Exprimant l’espoir de voir l’État hébreu respecter ces ordonnances judiciaires, la ministre sud-africaine des Relations internationales, le Dr Naledi Pandor, a affirmé que, quoi qu’il en soit, les très puissants amis internationaux d’Israël devront tenir compte de la conclusion de la CIJ. Interrogée sur le fait que les États-Unis et l’Allemagne ont déclaré que le dépôt de l’Afrique du Sud était « sans fondement », elle a souligné que le travail de la Cour consiste à délibérer sur la preuve du génocide, tandis que les pays qui ont rejeté la plainte devraient prêter attention aux dispositions concernant les complices de génocide.
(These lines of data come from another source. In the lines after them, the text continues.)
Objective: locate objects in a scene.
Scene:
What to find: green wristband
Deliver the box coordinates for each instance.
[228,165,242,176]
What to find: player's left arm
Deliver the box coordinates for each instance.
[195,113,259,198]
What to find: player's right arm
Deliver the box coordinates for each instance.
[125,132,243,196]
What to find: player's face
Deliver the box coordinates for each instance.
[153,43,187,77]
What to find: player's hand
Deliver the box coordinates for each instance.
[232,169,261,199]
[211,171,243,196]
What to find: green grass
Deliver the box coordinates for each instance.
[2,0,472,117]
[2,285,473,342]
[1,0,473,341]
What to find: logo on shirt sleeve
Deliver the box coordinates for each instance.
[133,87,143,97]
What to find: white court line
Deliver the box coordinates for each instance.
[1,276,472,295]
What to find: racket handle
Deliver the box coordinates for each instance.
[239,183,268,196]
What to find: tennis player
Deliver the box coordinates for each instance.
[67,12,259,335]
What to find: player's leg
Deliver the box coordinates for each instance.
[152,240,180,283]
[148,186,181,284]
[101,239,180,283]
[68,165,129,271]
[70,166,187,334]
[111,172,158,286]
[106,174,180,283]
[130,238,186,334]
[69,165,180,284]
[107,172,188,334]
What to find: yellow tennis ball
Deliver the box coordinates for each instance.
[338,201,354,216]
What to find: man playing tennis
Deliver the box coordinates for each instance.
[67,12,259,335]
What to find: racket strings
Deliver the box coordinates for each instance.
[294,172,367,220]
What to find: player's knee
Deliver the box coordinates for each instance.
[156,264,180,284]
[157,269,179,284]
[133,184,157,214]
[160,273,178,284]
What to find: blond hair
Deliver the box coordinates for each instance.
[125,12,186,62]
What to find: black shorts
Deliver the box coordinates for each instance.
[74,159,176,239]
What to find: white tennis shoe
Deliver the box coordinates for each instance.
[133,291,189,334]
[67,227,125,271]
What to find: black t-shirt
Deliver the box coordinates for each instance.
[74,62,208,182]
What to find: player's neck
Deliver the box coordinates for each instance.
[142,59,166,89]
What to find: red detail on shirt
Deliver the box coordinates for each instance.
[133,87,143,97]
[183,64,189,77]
Enfin, le juriste Francis Boyle, connu pour avoir appliqué avec succès la Convention sur le génocide pour la Bosnie devant la CIJ en 1993, a commenté aujourd’hui : « Il s’agit d’une victoire juridique massive et écrasante pour la République d’Afrique du Sud contre Israël au nom des Palestiniens. L’Assemblée générale de l’ONU peut maintenant suspendre Israël de la participation à ses activités, comme elle l’avait fait pour l’Afrique du Sud et la Yougoslavie. Il peut admettre la Palestine en tant que membre à part entière. Et, établir un tribunal pour poursuivre les plus hauts responsables du gouvernement israélien, civils et militaires ».
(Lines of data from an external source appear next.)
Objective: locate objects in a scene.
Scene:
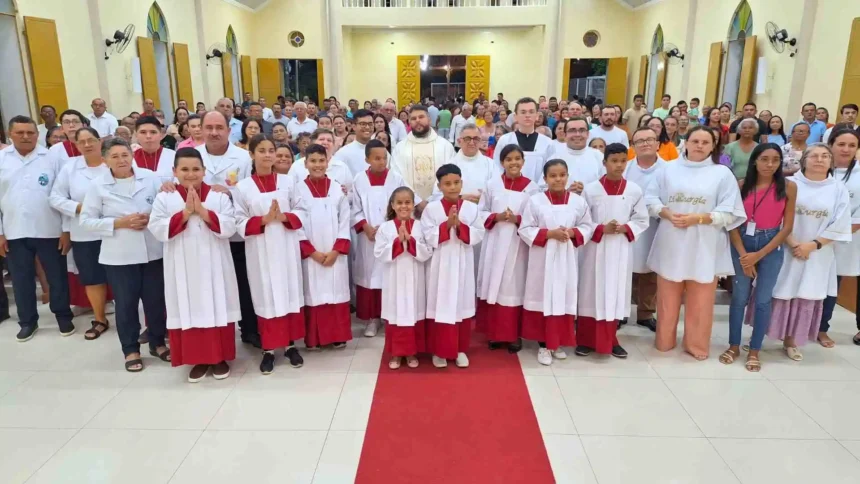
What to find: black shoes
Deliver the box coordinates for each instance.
[332,342,347,349]
[260,352,275,375]
[285,347,304,368]
[59,321,76,337]
[574,345,593,357]
[507,339,523,354]
[488,341,504,350]
[611,345,628,358]
[241,332,262,349]
[0,311,10,324]
[16,324,38,342]
[637,318,657,332]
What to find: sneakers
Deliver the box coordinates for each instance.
[637,318,657,332]
[455,352,470,368]
[332,342,348,349]
[363,319,380,337]
[59,321,76,337]
[285,347,304,368]
[537,347,552,366]
[552,348,567,360]
[16,325,38,342]
[611,345,628,359]
[188,364,209,383]
[212,361,231,380]
[574,345,593,357]
[432,355,448,368]
[260,352,275,375]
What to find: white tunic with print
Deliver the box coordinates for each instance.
[833,166,860,276]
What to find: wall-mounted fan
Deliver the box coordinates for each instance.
[206,42,227,65]
[766,21,798,57]
[104,24,135,60]
[664,43,685,66]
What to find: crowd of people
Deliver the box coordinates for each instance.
[0,88,859,380]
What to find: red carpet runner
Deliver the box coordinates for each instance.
[356,334,555,483]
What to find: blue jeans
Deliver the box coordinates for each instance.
[728,227,783,350]
[820,276,860,333]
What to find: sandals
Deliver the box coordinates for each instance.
[389,357,401,370]
[745,356,761,372]
[719,349,738,365]
[125,358,144,372]
[149,347,171,362]
[784,346,803,361]
[84,321,109,340]
[406,356,419,368]
[817,334,836,348]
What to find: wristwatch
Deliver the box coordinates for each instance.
[813,239,822,250]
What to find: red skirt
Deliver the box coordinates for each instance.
[305,303,352,347]
[521,310,575,350]
[67,272,113,308]
[483,301,522,343]
[425,318,472,360]
[576,316,618,354]
[258,310,306,349]
[169,323,236,366]
[355,286,382,320]
[384,320,427,357]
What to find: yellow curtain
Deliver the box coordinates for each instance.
[561,59,571,101]
[222,52,234,99]
[637,55,648,96]
[173,43,193,106]
[317,60,325,106]
[466,55,491,103]
[137,36,160,109]
[256,58,281,105]
[737,36,757,107]
[240,55,253,98]
[704,42,723,108]
[24,17,69,113]
[605,57,628,107]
L’Allemagne et les États-Unis, qui avaient dénigré avec arrogance la plainte de l’Afrique du Sud, ont tenté pathétiquement de sauver la face. Dans une déclaration publiée en anglais sur le site du ministère allemand des Affaires étrangères, la ministre Annalena Baerbock a déclaré que, même si « la Cour internationale de Justice ne s’est pas prononcée sur le fond de cette affaire, (...) Israël doit se conformer à l’ordonnance de la Cour ». Outre-Atlantique, un porte-parole du département d’État américain a déclaré : « Nous continuons de croire que les allégations de génocide sont infondées et notons que la Cour n’a pas conclu à ce qu’il s’agissait d’un génocide ». Soulignons à cet égard que la Cour n’était pas tenue de prendre une décision finale sur le génocide lors de cette session ; cependant, elle a bel et bien statué que les allégations de génocide émises par l’Afrique du Sud étaient plausibles, et donc qu’elles n’étaient pas « sans fondement ».
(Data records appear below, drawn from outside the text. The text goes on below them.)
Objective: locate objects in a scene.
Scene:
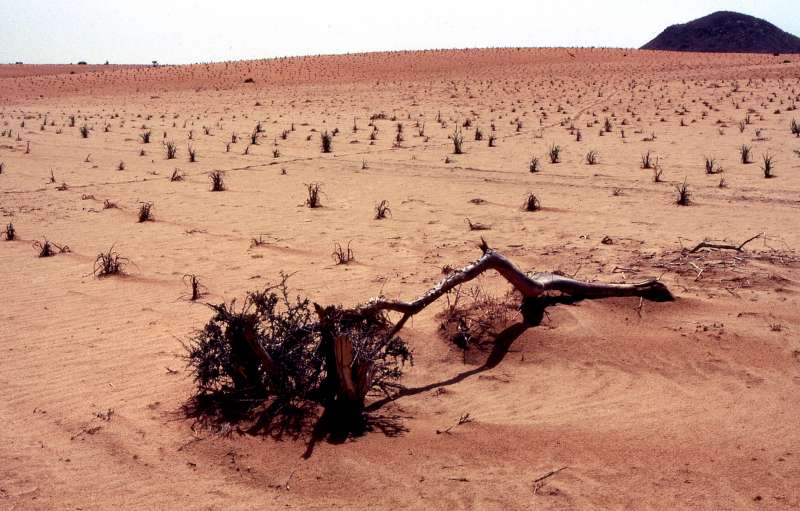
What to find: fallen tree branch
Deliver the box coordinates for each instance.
[687,232,764,254]
[354,239,673,324]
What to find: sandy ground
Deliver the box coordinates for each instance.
[1,48,799,510]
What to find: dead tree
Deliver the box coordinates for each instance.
[187,240,673,432]
[346,239,672,343]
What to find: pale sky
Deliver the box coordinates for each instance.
[1,0,798,64]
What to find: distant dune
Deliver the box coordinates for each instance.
[642,11,800,53]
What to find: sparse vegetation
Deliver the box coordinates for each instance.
[93,246,129,277]
[209,170,225,191]
[138,202,154,222]
[183,274,208,301]
[374,200,391,219]
[321,131,333,153]
[165,140,178,159]
[332,241,354,264]
[2,222,15,241]
[305,182,322,208]
[675,178,691,206]
[548,143,561,163]
[739,144,752,164]
[523,193,541,211]
[761,153,775,178]
[529,156,541,173]
[452,128,464,154]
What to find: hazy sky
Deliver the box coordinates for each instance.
[2,0,798,64]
Ouverture d’un procès pour génocide contre Biden

Vendredi, le jour-même des délibérations de la CIJ, le juge fédéral américain Jeffrey S. White a présidé une audience de quatre heures et demie sur la nécessité d’une action judiciaire contre le président Biden, le secrétaire d’État Blinken et le secrétaire à la Défense Austin, pour complicité directe ou indirecte dans le génocide en cours à Gaza.

White a ouvert l’audience en relatant des faits dont le monde est témoin : une « attaque brutale » le 7 octobre tuant des innocents, suivie par le meurtre « tout aussi brutal » d’enfants par Israël, « la destruction d’infrastructures, d’hôpitaux, d’écoles, etc., et de 45 % de logements ». Il a poursuivi en affirmant que « les accusés ont fourni de l’équipement et de l’assistance militaires » et « se sont rendus » dans la région pour renforcer la politique de soutien. Il a affirmé que la Convention sur le génocide interdit la complicité de génocide.

Les avocats des plaignants ont fait valoir qu’ils ne demandaient pas au tribunal de se prononcer sur une question politique, ce qui n’est en effet pas en son pouvoir, mais plutôt que, compte tenu du devoir des États-Unis « d’empêcher tout génocide », en envoyant des armes, de l’aide financière et de l’assistance à Israël, le président Biden « choisit d’ignorer » son obligation en vertu de la Convention sur le génocide.

Huit témoins ont présenté des récits personnels poignants sur « la mort, le déplacement et la destruction que leurs familles et leurs communautés » ont subis depuis le 8 octobre à Gaza, sous le feu de l’État hébreu.

En conclusion, le juge White, tout en prenant l’affaire en délibéré, est revenu sur les réalités que présente cette affaire. Face à l’horreur de ces témoignages, il a noté que le gouvernement ne conteste pas ce qui se passe, ajoutant qu’« au cours de mes 20 années à la magistrature, c’est la décision la plus difficile » qu’il aura eu à prendre. Il s’agit d’un « cas extrêmement tragique ».